To mark Human Rights Day on the tenth of December, we will spend this month exploring business and human rights. The Centre for Business, Organisations and Society will also host the webinar "Business and Human Rights: A scholarly contribution to the ‘decade of action’" where academics will share lessons from their research, revealing how businesses can implement effective human rights practices and policies.
New research from Elisa Giuliani, Annamaria Tuan and Josè Calvimontes explores how effective ‘Creating Shared Value’ projects are at balancing the financial and ethical responsibilities of a business. They emphasise the need to re-conceptualise decision-making in order to give environmental and social priorities equal footing with the economic priorities.
Corporate social responsibility (CSR) policies are fast becoming the norm in all types of firms, in advanced countries as well as low-to-middle income countries. In these latter countries, the influential work of Michael Porter and associates has led to the adoption of many so-called “Creating Shared Value” (CSV) initiatives. These initiatives are based on a ‘win–win’ logic - that firms can prioritise environmental and social challenges while also generating profits and meeting stakeholder expectations. For example, Nestlé was one of the first to introduce CSV projects in its operations, and many other organisations followed suit.
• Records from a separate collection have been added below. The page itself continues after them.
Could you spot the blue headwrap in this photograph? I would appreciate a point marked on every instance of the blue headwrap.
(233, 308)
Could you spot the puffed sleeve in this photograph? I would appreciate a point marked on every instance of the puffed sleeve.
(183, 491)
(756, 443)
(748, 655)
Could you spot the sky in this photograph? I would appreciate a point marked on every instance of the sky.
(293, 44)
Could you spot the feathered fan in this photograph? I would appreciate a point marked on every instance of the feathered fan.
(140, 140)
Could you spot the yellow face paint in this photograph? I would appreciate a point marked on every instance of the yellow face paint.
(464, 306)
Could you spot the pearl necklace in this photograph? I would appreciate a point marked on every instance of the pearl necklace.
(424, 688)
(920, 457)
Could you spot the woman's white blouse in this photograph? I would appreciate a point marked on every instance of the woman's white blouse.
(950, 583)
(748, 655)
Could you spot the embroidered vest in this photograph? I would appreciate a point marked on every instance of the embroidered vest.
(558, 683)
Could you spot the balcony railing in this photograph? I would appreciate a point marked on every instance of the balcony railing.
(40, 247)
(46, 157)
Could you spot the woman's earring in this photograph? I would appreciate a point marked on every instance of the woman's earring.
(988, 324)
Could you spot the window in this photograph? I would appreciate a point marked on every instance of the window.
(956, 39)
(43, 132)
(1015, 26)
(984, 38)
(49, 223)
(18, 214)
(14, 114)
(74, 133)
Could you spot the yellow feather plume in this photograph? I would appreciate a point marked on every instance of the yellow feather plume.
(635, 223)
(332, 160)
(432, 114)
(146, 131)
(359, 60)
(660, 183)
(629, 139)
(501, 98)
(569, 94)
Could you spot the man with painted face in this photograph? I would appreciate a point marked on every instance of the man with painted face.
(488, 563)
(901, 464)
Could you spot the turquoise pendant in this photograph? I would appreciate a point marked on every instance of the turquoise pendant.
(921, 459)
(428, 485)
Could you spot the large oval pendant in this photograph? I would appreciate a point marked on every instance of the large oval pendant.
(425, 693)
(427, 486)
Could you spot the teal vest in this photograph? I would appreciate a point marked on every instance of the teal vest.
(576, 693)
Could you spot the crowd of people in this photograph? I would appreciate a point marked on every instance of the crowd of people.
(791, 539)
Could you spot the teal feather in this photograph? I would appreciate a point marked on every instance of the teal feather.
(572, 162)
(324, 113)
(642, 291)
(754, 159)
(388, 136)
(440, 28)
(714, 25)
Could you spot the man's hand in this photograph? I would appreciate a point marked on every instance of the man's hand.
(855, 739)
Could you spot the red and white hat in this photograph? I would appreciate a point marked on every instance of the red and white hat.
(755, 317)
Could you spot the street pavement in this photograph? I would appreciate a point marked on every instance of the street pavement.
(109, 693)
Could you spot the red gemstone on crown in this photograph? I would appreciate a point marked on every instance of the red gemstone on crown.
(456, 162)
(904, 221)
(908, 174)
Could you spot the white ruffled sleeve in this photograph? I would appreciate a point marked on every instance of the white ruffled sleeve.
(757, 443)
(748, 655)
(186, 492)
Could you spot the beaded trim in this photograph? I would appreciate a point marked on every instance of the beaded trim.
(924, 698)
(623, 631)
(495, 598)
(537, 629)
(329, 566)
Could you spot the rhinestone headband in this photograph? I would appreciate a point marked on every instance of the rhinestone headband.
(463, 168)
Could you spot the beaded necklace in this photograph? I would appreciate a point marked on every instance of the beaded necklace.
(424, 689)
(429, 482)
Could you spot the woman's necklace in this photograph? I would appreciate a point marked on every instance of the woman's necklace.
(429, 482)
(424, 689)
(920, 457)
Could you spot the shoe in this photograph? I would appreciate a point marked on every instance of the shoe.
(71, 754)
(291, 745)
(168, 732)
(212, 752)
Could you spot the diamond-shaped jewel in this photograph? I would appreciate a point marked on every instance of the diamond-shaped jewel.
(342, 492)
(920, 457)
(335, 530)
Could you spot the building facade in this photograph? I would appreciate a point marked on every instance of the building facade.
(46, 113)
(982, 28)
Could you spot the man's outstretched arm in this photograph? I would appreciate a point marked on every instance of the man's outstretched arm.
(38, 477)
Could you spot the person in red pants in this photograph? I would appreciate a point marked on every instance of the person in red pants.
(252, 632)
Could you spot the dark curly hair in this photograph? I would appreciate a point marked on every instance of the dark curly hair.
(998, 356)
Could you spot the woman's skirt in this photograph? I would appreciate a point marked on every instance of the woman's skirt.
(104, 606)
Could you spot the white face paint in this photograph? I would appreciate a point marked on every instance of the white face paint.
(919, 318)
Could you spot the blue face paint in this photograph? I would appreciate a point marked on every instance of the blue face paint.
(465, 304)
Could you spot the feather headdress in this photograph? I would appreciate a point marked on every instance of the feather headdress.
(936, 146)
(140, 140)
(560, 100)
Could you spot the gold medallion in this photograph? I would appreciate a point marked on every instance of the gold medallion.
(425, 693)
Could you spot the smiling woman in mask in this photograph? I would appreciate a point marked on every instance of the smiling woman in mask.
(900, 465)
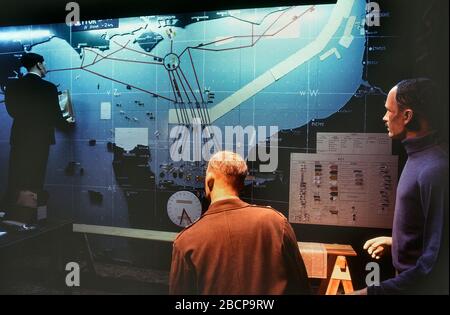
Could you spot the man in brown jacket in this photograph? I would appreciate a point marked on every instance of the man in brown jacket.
(236, 248)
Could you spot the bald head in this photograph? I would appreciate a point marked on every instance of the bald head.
(225, 174)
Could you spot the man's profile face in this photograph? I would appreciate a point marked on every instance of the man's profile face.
(394, 118)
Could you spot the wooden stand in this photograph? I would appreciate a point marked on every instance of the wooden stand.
(338, 270)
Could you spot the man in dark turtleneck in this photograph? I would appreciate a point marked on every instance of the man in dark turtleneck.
(420, 230)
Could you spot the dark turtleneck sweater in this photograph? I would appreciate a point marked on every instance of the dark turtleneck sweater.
(420, 228)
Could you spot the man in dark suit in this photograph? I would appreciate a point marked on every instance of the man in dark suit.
(33, 104)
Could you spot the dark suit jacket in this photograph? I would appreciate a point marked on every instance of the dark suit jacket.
(237, 248)
(34, 105)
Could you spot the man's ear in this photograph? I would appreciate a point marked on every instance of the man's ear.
(408, 115)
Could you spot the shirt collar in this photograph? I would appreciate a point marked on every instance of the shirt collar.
(417, 144)
(225, 205)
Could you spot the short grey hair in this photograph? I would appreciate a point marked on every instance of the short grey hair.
(229, 164)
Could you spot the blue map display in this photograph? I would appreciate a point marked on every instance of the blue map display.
(134, 79)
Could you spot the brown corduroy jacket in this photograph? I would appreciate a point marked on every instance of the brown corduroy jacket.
(237, 248)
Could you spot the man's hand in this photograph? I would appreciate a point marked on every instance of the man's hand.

Despite its popularity and widespread adoption, Porter and Kramer’s original work on CSV has been the subject of extensive debate and critique from those questioning the originality of the construct. Scholars have also criticized its ‘win–win’ logic, expressing doubts about whether firms can really transform their business thinking without radically departing from the current corporate mindset.
Inspired by this criticism, we developed our own unique study, looking at cognitive frames. It explores how business actors make sense of CSV projects - this is important because our starting point was that the actions of economic decision-makers are shaped by the ways in which they make sense of something. We also wanted to look specifically at whether these business actors thought this shared value creation related to human rights, or whether it focused primarily on environmental behaviours (that are more likely to generate profit).
To do this we conducted an empirical investigation of small-scale entrepreneurs and other business actors in their local ecosystem, in a low-to-medium income country in Latin America, where CSV projects have gained some traction recently.
What are the dominant cognitive frames?
By interviewing relevant professionals involved in the implementation of CSV, business representatives (entrepreneurs or managers) from the different industry clusters and representatives of a local non-profit organization, we found three distinct cognitive frames:
- Growth first: This was the most prevalent frame, and prioritises economic over social and environmental goals. It says that social, environmental, and human rights benefits trickle down from economic growth and wealth generation.
- Green-win: This frame suggests a clear financial imperative to the win-win logic - meaning that environmental sustainability is pursued only if there are clear and foreseeable economic payoffs.
- Humanising the business: A niche frame that centers certain human rights goals, despite a perceived lack of immediate economic returns. The emphasis was on respect for labour rights, the avoidance of health hazards, and the protection of vulnerable groups.
The profit-focused mindset remains
Our article suggests that most respondents displayed standard, pro-business mental models, even when trained in and motivated to promote CSV projects. The most prevalent model was one that saw the firm’s role as a ‘profit maximiser’ and believed in the existence of ‘trickle down’ economics, meaning that economic growth will inevitably lead to societal wellbeing.
Decision-makers who view the world through this lens are persuaded by the argument that profit-seeking activities will eventually do good to humankind. This logic legitimises the prioritising of financial outcomes, as the expected consequences of this decision will create the environmental or social value.
This suggests also that previous exposure to CSV training had not fundamentally altered the respondents’ profit-maximizing logic. Most entrepreneurs neglected human rights considerations in their sense-making processes, and regarded environmental goals only when conditional on profits.
Most importantly, our work suggests that CSV-like projects are unlikely to take root if the mental models of managers and entrepreneurs continue to be anchored to a growth first frame.
Our findings emphasise the need for a more explicit connection between CSV and the ‘business and human rights’ agenda. To achieve this aim, decision makers need to adopt a cognitive model that accepts complexity, tensions and ambiguity.
We suggest that genuine gains will not be made by linking CSV projects to human rights unless a new cognitive model (that radically differs from the growth first and the green-win frames) is embedded and normalised. Admittedly, this will be difficult and will take time to achieve, but business schools, MBA courses and related education programs could start the process. This would involve explicit training for managers and other decision-makers to ensure greater respect for human rights in their business conduct. Such training would also provide them with the right conceptual tools to make ‘respect for human rights’ a core component of business decision making.